Using the indirect immunofluorescence method, the distribution of cyclic GMP (cGMP) and nitric oxide synthase (NOS) was investigated in lumbar 5 dorsal root ganglia (DRGs) of untreated rats 1, 3 and 7 days following sciatic nerve section (axotomy). Untreated and axotomized (7 days) rats were also studied after perfusion with the NO donor sodium nitroprusside (SNP). Moreover, rats were injected with carrageenan lambda into the unilateral hindpaw and studied after 6 h, 1 day or 2 days. An increase in the number of cGMP-positive satellite cell profiles was found in axotomized DRGs at 3 days with lower numbers after 7 days. In contrast, no change in cGMP-like immunoreactivity (LI) in satellite cell profiles was detected 1 day after axotomy or 6h, 1 day or 2 days after inflammation, as compared to controls. Axotomy induced a marked increase in the percentage of NOS-immunoreactive (IR) neuron profiles in the ipsilateral DRGs as follows: 3.0% at 1 day, 15% at 3 days and 25% at 7 days, whereas no significant change was found in the expression of NOS-LI in the inflamed DRGs as compared to untreated DRGs. Between 15 and 20% of all NOS-positive neuron profiles were surrounded by, or in partial contact with, cGMP-IR satellite cells in controls 1 and 3 days after axotomy, whereas the corresponding figure was around 5% after 7 days. After SNP perfusion 60-70% of all DRG neuron profiles were partly or totally associated with cGMP-positive satellite cell profiles, with no significant difference between untreated and axotomized ganglia. The nerve injury-induced, parallel upregulation of NOS in DRG neurons and cGMP in satellite cells in the initial phase after axotomy suggests an involvement of NO as a signalling molecule between neurons and satellite cells in DRGs, especially after peripheral nerve injury, perhaps exerting a survival effect as recently proposed by Thippeswamy and Morris (1997).

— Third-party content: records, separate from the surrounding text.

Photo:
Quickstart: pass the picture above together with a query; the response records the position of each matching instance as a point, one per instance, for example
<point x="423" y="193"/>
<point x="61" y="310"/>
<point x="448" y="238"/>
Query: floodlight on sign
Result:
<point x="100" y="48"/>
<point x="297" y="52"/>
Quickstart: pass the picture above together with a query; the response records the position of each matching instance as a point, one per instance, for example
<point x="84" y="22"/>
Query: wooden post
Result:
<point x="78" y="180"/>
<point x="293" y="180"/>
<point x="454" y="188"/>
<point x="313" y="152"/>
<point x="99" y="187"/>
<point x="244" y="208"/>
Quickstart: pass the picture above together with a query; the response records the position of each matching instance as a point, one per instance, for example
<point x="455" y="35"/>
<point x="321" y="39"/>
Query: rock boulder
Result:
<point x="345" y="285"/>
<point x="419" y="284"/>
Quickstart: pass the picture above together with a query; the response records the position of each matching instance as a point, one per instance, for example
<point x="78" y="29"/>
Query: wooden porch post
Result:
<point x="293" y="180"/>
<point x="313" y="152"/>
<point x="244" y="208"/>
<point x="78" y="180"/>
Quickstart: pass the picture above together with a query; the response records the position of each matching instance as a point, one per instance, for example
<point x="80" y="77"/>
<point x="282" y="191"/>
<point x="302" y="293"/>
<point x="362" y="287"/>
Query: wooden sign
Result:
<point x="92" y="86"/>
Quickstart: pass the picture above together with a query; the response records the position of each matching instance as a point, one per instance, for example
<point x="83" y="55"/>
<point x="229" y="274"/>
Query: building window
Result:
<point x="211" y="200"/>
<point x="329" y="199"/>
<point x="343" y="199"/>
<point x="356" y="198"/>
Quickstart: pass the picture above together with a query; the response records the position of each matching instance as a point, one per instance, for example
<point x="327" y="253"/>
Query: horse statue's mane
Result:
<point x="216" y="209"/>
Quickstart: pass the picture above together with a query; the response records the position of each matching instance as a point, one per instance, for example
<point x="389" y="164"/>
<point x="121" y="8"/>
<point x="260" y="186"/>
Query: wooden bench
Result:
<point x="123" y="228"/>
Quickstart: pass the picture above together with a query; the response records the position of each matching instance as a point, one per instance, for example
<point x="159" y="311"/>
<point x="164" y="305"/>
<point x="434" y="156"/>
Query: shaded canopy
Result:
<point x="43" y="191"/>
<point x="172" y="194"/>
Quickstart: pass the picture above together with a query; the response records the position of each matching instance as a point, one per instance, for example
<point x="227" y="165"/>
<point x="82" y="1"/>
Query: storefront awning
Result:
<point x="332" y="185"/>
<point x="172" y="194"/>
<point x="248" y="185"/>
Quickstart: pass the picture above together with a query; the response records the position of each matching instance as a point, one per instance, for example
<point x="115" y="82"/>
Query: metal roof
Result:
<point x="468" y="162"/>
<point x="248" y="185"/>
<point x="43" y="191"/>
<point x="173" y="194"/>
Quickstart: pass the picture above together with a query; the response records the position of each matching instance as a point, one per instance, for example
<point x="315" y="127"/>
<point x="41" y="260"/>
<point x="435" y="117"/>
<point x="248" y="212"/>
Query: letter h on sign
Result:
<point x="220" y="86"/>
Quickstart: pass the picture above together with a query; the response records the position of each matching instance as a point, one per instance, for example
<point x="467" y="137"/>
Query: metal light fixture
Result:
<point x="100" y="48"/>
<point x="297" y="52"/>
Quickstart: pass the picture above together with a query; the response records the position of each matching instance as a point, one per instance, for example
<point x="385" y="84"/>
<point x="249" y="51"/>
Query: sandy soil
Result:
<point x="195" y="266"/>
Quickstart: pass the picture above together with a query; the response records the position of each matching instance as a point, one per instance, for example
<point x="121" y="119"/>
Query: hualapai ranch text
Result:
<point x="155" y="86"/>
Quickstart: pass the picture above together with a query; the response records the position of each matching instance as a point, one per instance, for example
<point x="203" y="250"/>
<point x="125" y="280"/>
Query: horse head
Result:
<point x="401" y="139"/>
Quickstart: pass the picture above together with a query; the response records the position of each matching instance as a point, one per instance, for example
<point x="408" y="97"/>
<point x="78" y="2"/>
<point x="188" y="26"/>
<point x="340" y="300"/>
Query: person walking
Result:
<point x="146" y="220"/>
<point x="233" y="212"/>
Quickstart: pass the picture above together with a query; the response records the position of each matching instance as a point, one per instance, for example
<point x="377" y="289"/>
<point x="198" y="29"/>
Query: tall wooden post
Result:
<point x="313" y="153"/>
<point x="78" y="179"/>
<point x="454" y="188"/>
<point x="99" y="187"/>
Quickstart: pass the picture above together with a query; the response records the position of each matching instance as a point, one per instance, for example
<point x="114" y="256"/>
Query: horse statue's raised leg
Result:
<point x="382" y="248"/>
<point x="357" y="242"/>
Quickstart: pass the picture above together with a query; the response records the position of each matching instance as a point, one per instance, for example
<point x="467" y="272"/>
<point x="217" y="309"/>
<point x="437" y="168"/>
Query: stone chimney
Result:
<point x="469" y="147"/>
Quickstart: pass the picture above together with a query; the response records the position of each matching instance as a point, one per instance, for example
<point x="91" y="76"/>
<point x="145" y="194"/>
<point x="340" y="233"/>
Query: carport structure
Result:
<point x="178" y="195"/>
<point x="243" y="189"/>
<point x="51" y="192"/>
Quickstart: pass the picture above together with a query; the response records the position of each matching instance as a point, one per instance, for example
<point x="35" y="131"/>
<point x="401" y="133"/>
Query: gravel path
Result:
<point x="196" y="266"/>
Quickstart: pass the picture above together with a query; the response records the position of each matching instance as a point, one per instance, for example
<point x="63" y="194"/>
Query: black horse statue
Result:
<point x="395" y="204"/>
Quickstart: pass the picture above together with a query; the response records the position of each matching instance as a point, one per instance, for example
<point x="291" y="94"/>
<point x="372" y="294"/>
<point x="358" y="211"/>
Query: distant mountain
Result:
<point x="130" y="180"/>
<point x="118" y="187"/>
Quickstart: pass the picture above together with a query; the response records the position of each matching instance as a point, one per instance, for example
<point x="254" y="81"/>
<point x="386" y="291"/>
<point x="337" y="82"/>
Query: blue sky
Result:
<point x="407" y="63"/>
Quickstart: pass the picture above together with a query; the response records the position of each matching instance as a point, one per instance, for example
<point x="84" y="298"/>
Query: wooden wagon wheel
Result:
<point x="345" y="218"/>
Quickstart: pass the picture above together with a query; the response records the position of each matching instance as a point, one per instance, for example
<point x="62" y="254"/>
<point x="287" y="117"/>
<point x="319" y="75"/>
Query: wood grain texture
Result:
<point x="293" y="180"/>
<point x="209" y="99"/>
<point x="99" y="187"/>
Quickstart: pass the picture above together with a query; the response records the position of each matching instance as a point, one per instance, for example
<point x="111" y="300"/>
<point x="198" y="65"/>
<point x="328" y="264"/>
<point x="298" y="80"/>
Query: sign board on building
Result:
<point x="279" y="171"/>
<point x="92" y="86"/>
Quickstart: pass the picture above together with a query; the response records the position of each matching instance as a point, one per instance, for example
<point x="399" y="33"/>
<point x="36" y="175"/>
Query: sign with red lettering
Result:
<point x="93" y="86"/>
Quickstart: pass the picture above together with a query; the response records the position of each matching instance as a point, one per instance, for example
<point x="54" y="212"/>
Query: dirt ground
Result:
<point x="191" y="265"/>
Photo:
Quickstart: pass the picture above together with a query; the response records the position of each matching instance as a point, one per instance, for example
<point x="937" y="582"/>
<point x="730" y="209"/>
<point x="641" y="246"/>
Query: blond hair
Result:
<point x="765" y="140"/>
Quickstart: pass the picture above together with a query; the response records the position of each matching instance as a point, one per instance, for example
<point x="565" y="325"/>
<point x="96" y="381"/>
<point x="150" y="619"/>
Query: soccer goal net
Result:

The NO-cGMP pathway in the rat locus coeruleus: electrophysiological, immunohistochemical and in situ hybridization studies

The effect of two nitric oxide (NO) donors, SIN-1 and DEA/NO, as well as of the inactive SIN-1 derivative molsidomin, was studied on locus coeruleus (LC) neurons in a slice preparation using intracellular recordings. In addition, the effect of the guanylate cyclase inhibitor ODQ was analysed. Furthermore, the effect of NO donors on cyclic guanosine monophosphate (GMP) levels in the LC was studied using the indirect immunofluorescence technique, and the expression of soluble guanylyl cyclase with in situ hybridization. In 36 of 66 LC neurons extracellular application of SIN-1 and DEA/NO caused a hyperpolarization and a decrease in apparent input resistance. In almost 20% of neurons SIN-1 increased the firing rate. No effect could be recorded with the brain-inactive SIN-1 derivative molsidomin. The membrane permeable cGMP analogue 8-bromo-cGMP imitated the action of SIN-1. The hyperpolarizing effect of SIN-1 and DEA/NO was attenuated by preincubation with the guanylyl cyclase inhibitor ODQ. The immunohistochemical analysis revealed lack of cGMP immunostaining in non-stimulated slices, whereas SIN-1 dramatically increased this staining in about 40% of the LC neurons, and these neurons were all tyrosine hydroxylase positive, that is noradrenergic. A large proportion of the LC neurons expressed soluble guanylyl cyclase mRNA. The present and previous results suggest that NO, released from a small number of non-noradrenergic neurons in the LC, mainly has an inhibitory influence on many noradrenergic neurons, by upregulating cGMP levels via stimulation of soluble guanylyl cyclase. As nitric oxide synthase is present only in a small number of non-noradrenergic neurons (Xu et al., 1994), a few neurons may influence a large population of noradrenergic LC neurons, which in turn may control activity in many regions of the central nervous system.